State and County Self-Assessment
The following resources from ZERO TO THREE in partnership with leading child welfare and early childhood organizations provide guidance to states and counties on addressing the developmental needs of infants and toddlers in the child welfare system. State and local child welfare agencies, as well as communities and practitioners, can make real changes in how the needs of infants, toddlers, and families in child welfare should be met.
This comprehensive assessment tool helps states and counties examine ways to embed a quality, developmental approach to serving infants and toddlers in the child welfare system, as well as meet the new federal requirements for state child welfare plans.
This report by ZERO TO THREE and Child Trends presents findings from a 2013 survey of state child welfare agencies about the policies and practices that guide their work in addressing the needs of infants and toddlers who have been maltreated. It sets the stage for understanding how states are currently supporting young children and where opportunities exist to expand supports.
Three short companion pieces offer highlights from the survey and recommendations for state action:
- Ensuring Assessments and Services for All Maltreated Infants and Toddlers (1)
- Achieving Prompt Permanency for All Maltreated Infants and Toddlers
- Achieving Prompt Permanency for All Maltreated Infants and Toddlers (1)

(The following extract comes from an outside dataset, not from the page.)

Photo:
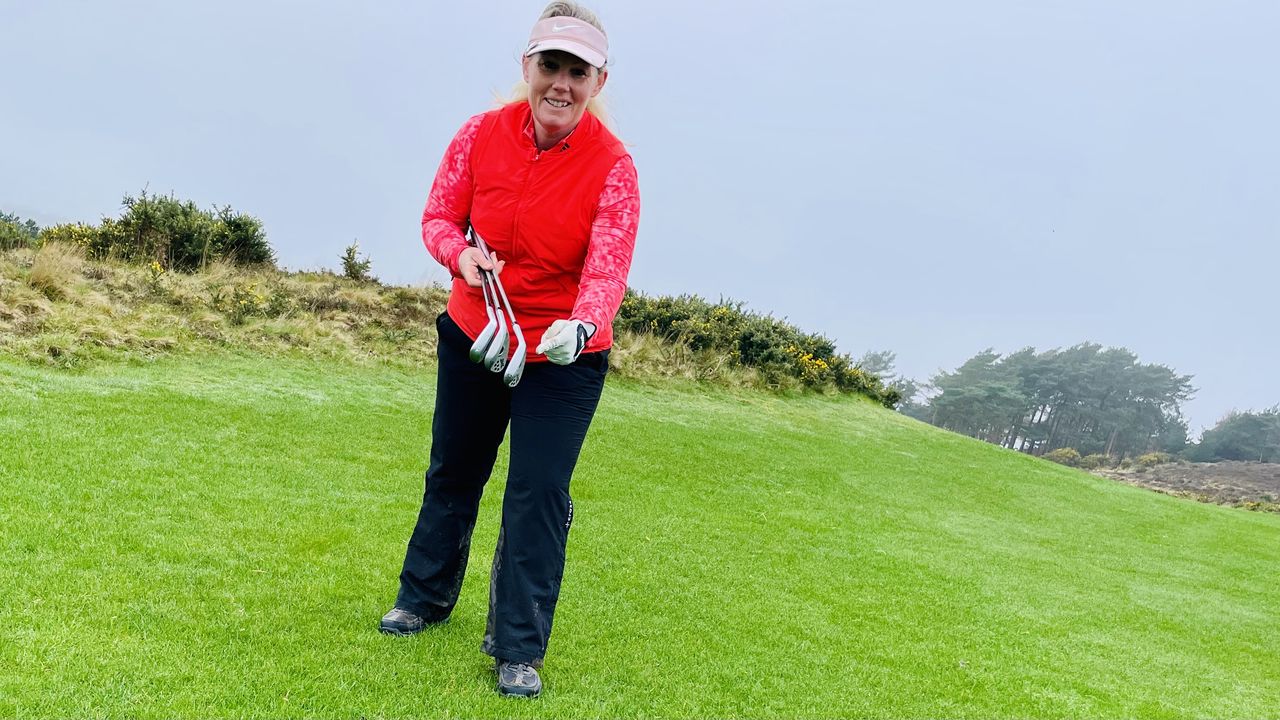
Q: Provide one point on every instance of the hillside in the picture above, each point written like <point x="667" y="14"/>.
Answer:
<point x="216" y="534"/>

A Call To Action on Behalf of Maltreated Infants and Toddlers
A Call to Action represents the collective vision of leading child welfare and early childhood development organizations on the important steps that can and should be taken in policies, programs, and practices to address the needs of vulnerable infants and toddlers who come to the attention of the child welfare system. The policy agenda is intended to provide a starting point for policymakers at all levels of government in creating a response to these special needs. It first presents the compelling evidence for addressing the needs of infants and toddlers in the child welfare system, and then suggests key elements of a developmental approach for this vulnerable population.